Tuesday, April 20, 2021

PROTESTANT ERROR: IMAGES AND STATUES ARE IDOLS

Do not make idols and pray to idols Deuteronomy 5:7.

Idolatry is the worship of an idol or cult image, being a physical image, such as a statue, or a person in place of God. Let’s stress that point – IN PLACE OF GOD. In short, Idolatry is the worship of other gods and not the true God. Therefore idols are those that are worship as God but are not.

In Abrahamic religions, namely Judaism and Christianity, idolatry connotes the worship of something or someone other than God as if it were God – AS IF IT WERE GOD. So idolatry is making an image or treating a person or something (IDOLS) as God and give worship as to God. Thus the Bible clearly qualified idolatry as worshiping the statues and images as God. The keyword is worship. 

Therefore the mere making or presence of images and statues is not idolatry if they are not worshiped as God. Let us then first understand what worship means. 

God knows our hearts and minds and he knows if we are worshipping something as God. That is why God even ordered the Israelites to make an Ark of the Covenant with images of Cherubim. God even ordered the making of Saraph image put on the Pole to heal the Israelites. The Temple of Solomon had statues of Angels but again that is ok with God because they are not worshipped. The prohibition of God is well defined which is against worshipping them like God. But while they are not worshiped as God, they are called Holy Things and what is made Holy by God you shall not call profane. In the Old Testament, the Holy Things and Holy Objects of God used by the Priests in performing rites of worship to God in the Tabernacles were to be handled with care and no one can touch them except those that are designated to touch, carry, or hold them. Anyone who was unauthorized to hold or touch them died.

Saints are not idols because they are not worshiped by Catholics. Only the Protestants insist and claim such thing just because the statues adorned the Catholic Churches place of worship. Just like the Tabernacle in the Old Testament which God called a replica of God’s abode in heaven, likewise the Catholic Church place of worship is a replica of what we find in heaven according to the visions of John in Revelation and the Tabernacle in the Desert in Exodus. God surrounded by the saints, elders, and angels who worship and serve him as depicted in the Altar where Jesus on the Cross can be found and the Blessed Virgin Mary, Saints, the Elders (Bishops and Apostles), and Angels.

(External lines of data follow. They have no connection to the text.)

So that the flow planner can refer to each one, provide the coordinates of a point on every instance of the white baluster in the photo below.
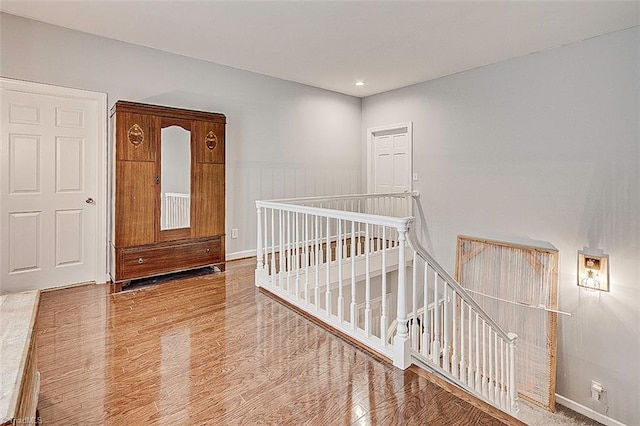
(297, 255)
(353, 276)
(273, 248)
(367, 291)
(484, 360)
(307, 258)
(327, 293)
(490, 366)
(446, 325)
(383, 317)
(513, 391)
(503, 383)
(415, 328)
(281, 249)
(317, 270)
(287, 253)
(435, 351)
(425, 313)
(470, 378)
(265, 241)
(463, 373)
(478, 386)
(496, 393)
(260, 260)
(454, 327)
(339, 244)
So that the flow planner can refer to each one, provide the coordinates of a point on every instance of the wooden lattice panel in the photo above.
(512, 282)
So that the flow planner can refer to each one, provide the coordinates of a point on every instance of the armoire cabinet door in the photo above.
(136, 136)
(209, 140)
(135, 203)
(207, 214)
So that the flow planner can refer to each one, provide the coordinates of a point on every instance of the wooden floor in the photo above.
(214, 350)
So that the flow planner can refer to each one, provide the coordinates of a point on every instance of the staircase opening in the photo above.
(356, 263)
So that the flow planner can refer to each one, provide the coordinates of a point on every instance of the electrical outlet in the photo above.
(596, 390)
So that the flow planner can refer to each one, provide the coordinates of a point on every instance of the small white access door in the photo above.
(389, 158)
(52, 199)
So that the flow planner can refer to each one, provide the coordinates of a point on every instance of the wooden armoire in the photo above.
(167, 190)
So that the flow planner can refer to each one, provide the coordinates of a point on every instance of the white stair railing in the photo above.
(329, 256)
(459, 340)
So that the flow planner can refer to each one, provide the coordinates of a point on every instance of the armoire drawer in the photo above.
(141, 262)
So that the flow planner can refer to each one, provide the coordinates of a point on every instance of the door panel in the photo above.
(207, 214)
(24, 242)
(47, 172)
(69, 164)
(24, 164)
(391, 162)
(135, 201)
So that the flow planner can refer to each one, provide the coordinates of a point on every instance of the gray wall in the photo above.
(283, 139)
(544, 147)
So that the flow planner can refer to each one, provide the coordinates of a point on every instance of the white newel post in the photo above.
(260, 271)
(401, 342)
(513, 390)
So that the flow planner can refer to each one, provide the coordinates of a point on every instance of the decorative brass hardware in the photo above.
(211, 140)
(135, 135)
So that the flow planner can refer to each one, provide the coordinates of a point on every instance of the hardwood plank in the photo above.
(212, 350)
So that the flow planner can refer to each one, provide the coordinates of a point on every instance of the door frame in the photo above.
(101, 198)
(371, 131)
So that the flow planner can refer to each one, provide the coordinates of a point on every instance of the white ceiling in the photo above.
(332, 44)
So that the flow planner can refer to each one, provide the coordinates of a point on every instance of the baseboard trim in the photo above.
(241, 255)
(586, 411)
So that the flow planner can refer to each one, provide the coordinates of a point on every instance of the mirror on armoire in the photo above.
(175, 176)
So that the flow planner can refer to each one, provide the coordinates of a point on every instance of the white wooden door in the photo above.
(49, 190)
(390, 159)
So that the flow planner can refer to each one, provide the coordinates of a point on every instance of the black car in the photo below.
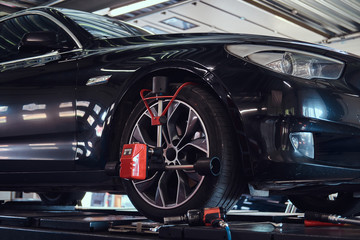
(282, 116)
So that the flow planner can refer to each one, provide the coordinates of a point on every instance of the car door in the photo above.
(37, 97)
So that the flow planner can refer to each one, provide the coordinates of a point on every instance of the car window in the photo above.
(12, 31)
(102, 27)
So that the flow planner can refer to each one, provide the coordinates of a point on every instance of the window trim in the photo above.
(51, 18)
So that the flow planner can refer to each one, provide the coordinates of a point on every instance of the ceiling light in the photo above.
(134, 7)
(102, 12)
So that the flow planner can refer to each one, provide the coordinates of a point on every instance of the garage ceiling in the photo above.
(331, 22)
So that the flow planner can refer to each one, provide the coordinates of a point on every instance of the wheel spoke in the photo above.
(161, 190)
(182, 187)
(191, 126)
(193, 175)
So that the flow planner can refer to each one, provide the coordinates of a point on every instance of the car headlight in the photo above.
(289, 61)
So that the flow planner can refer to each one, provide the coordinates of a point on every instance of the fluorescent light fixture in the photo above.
(102, 12)
(134, 7)
(179, 23)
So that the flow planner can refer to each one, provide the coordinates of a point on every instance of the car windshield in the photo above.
(102, 27)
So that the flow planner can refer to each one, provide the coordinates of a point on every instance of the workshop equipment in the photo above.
(137, 158)
(202, 217)
(331, 218)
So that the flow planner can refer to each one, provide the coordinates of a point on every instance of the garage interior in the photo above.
(335, 24)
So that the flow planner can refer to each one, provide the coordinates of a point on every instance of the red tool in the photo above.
(134, 161)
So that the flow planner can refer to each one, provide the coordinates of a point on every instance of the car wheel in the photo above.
(61, 198)
(342, 203)
(197, 126)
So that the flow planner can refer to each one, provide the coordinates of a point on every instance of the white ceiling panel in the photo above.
(264, 18)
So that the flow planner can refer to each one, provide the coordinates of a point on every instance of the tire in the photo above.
(342, 203)
(208, 133)
(61, 198)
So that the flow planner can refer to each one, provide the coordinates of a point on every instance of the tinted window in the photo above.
(12, 31)
(103, 27)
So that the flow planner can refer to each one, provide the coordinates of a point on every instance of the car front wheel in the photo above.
(197, 126)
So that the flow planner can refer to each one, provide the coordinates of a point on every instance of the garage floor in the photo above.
(31, 220)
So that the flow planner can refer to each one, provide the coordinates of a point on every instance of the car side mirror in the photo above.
(39, 42)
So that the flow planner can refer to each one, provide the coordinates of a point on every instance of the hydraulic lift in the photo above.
(32, 220)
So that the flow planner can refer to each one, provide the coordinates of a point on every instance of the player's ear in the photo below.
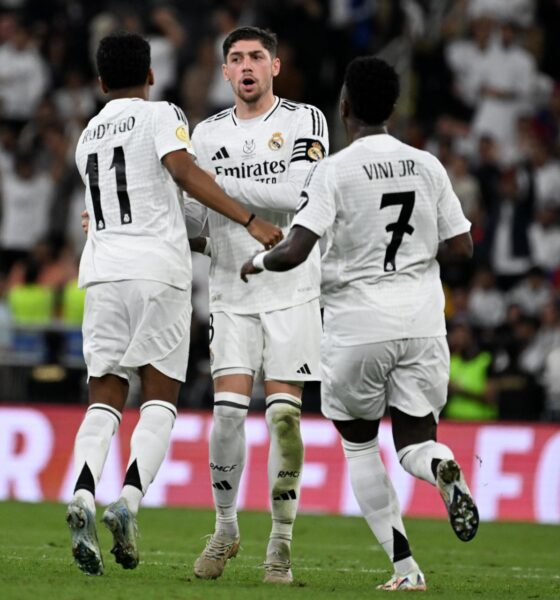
(102, 85)
(275, 66)
(344, 108)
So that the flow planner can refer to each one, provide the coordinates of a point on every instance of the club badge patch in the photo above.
(182, 134)
(315, 152)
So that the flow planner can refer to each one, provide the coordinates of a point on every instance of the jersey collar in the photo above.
(260, 118)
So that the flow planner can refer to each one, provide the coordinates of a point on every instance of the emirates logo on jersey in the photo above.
(276, 141)
(249, 147)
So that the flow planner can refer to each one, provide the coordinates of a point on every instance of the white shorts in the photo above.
(128, 324)
(359, 382)
(283, 344)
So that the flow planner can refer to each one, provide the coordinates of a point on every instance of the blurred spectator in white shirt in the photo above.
(464, 185)
(26, 196)
(546, 174)
(532, 293)
(507, 77)
(487, 306)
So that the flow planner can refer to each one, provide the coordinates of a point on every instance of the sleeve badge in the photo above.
(182, 134)
(315, 152)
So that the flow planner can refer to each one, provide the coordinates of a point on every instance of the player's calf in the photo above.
(85, 545)
(120, 521)
(462, 511)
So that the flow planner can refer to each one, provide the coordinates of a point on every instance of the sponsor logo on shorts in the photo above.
(223, 468)
(282, 474)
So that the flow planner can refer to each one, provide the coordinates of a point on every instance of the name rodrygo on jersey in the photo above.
(137, 229)
(287, 140)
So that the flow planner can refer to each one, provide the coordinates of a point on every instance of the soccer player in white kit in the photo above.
(137, 273)
(261, 150)
(386, 206)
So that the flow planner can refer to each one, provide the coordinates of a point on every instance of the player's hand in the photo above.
(249, 269)
(267, 234)
(85, 221)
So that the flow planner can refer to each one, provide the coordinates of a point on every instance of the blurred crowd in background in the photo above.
(480, 90)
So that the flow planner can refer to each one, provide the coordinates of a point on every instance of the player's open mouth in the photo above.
(248, 83)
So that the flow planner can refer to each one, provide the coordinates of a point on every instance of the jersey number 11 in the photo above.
(92, 171)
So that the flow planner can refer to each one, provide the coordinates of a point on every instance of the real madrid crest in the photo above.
(182, 134)
(276, 141)
(315, 152)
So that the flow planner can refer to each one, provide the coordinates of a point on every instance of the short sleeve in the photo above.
(316, 210)
(312, 139)
(450, 217)
(171, 130)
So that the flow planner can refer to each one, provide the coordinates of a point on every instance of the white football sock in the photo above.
(227, 457)
(378, 501)
(417, 459)
(91, 447)
(148, 445)
(285, 462)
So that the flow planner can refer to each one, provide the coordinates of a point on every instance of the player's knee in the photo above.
(228, 420)
(283, 420)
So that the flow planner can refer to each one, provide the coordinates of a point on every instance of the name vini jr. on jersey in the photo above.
(264, 171)
(111, 128)
(388, 169)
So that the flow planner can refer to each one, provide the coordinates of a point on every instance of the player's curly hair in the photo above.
(372, 88)
(267, 38)
(123, 60)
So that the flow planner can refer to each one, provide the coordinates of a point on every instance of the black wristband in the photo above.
(253, 215)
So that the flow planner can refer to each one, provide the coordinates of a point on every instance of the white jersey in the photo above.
(137, 228)
(386, 206)
(262, 160)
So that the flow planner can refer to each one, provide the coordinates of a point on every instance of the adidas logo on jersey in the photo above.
(289, 495)
(222, 153)
(222, 485)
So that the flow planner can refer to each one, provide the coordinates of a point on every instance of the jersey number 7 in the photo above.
(400, 226)
(92, 171)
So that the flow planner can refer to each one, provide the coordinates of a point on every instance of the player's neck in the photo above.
(252, 110)
(355, 131)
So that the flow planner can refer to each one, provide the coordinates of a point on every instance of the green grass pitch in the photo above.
(333, 557)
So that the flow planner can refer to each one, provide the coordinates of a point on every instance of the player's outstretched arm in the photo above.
(201, 186)
(289, 254)
(460, 246)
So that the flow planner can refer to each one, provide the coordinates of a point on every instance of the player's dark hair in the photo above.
(372, 88)
(267, 38)
(123, 60)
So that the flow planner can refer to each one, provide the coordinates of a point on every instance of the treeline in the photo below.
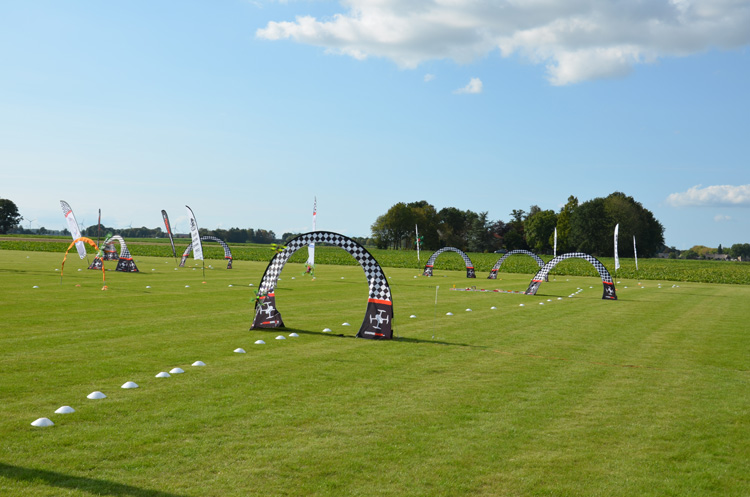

The Saints are real people who lived holy lives and now in heaven that include the Apostles. They continue to pray for us and they are like angels that they know what is happening on earth. They pray for us. Their statues are there in our churches not to worship them as God but as a visible reminder for us that one day we will join them in heaven. Their statues serve to inspire us and to help us focus our prayers on God. The memories of their saintly lives glorify God since their lives encourage others to follow and do the same.